Saturday, May 5, 2007

In the April 28 edition of Sierra Club Radio, the weekly podcast put out by the Sierra Club, Orli Cotel interviewed Orri Vigfusson, a 2007 winner of the prestigious Goldman Prize (essentially the Nobel Prize for environmentalism). Vigfusson is an Icelandic businessman and angler who came up with a plan to prevent the loss of Atlantic salmon stocks. In a scheme similar to the soil conservation push of the U.S.'s Dust Bowl era (albeit privately organized instead of governmentally), Vigfusson's organization pays fishermen cash or give them new jobs in exchange for their not fishing -- essentially buying the right to fish.

Something that stuck out at me in the interview was Vigfusson's response to Cotel's question about working with legislators to effect change (at first a flat "Uh, no," which definitely caught my attention). Vigfusson believes that "the fisheries should actually be governed by commercial conservation agreements whereby we do deals among the stakeholders." This system, he says, encourages companies and individuals to abide by the set rules -- if they don't, they receive economic sanctions. With legislation, especially international agreements, Vigfusson points out that countries and companies are less inclined to obey the spirit of the law.

Since climate change is always sort of in the back of my mind nowadays, my mind wandered in that direction. Vigfusson's philosophy about commercial agreements being the most effective solutions to the fisheries problem does not work as well when applied to carbon emissions.

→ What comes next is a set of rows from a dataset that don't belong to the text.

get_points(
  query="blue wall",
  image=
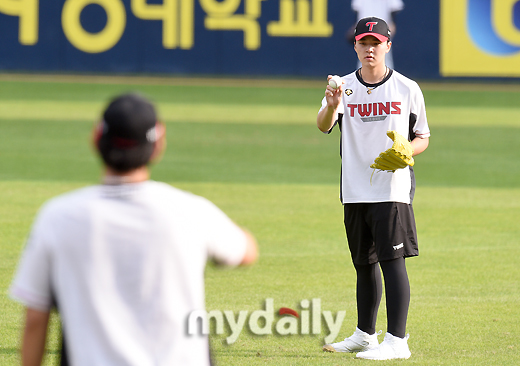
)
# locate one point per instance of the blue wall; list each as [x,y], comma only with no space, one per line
[141,46]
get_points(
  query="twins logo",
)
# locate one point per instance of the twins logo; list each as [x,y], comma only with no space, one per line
[373,112]
[486,19]
[370,25]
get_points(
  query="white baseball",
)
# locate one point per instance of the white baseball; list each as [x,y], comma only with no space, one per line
[335,82]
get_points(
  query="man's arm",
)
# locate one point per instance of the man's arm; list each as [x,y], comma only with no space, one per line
[419,145]
[327,116]
[34,335]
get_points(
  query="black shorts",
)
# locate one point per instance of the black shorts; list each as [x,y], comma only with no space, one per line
[380,231]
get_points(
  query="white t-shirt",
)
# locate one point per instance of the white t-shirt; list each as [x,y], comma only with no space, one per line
[125,265]
[377,8]
[395,104]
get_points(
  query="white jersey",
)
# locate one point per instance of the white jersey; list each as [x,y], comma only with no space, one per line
[377,8]
[125,265]
[365,114]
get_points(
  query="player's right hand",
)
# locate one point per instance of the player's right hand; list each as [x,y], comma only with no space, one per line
[332,95]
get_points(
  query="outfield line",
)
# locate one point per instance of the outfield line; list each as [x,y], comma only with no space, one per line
[266,82]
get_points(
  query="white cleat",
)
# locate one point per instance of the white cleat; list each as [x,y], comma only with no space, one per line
[359,341]
[391,348]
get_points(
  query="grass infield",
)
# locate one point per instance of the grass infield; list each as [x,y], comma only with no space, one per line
[253,148]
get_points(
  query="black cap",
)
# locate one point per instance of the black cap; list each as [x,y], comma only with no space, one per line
[127,132]
[372,26]
[129,121]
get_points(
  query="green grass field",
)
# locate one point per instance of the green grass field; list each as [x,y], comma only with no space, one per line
[254,150]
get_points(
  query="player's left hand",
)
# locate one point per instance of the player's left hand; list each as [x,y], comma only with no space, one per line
[397,157]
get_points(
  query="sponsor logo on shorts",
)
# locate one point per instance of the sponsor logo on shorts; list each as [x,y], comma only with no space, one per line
[398,246]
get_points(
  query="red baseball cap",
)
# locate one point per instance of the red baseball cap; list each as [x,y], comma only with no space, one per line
[372,26]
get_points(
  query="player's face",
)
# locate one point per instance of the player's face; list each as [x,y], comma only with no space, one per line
[371,51]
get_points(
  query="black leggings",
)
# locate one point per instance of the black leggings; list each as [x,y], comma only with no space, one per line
[370,289]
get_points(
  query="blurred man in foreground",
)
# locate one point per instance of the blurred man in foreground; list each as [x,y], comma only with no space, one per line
[124,261]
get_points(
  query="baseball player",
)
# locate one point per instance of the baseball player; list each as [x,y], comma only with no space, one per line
[124,261]
[372,102]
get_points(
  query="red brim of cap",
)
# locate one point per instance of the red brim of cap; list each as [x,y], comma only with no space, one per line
[377,35]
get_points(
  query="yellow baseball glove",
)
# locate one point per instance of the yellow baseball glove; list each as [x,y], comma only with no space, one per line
[397,157]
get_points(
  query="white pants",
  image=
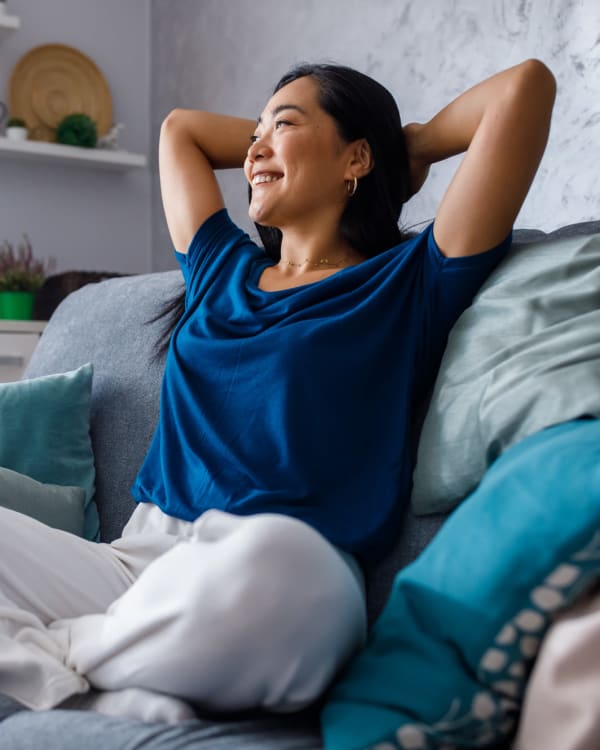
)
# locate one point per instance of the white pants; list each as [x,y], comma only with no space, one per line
[227,612]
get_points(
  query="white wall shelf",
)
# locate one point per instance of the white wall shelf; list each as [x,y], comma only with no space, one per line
[8,23]
[57,153]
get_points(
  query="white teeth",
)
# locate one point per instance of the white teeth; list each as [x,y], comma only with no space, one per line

First, his organization compensates fishing companies for their forbearance. It would be next to impossible to compensate companies for their shifts to lower-carbon technologies. This isn't really related to the idea of commercial agreements, but it's an important point nonetheless.

Second, fishing companies have a stake in keeping the fisheries healthy. If the industry overfishes fish stocks, that means less profit in years to come and maybe even the collapse of the fishery. If a company emits thousands of tons of carbon dioxide, there is not only no immediate impact, but there is no tangible impact for the company in the future in the way that the loss of a fishery would have for a fishing company.

Third, it's easy to monitor the amount of fish a company takes in. They have to sell it at some point, right? Commercial outfits already have a stake in knowing how much their competitors sell, so this self-policing makes a lot of sense. Well, monitoring carbon emissions is a little bit more difficult.

I thought these were interesting distinctions. Feel free to discuss in the comments.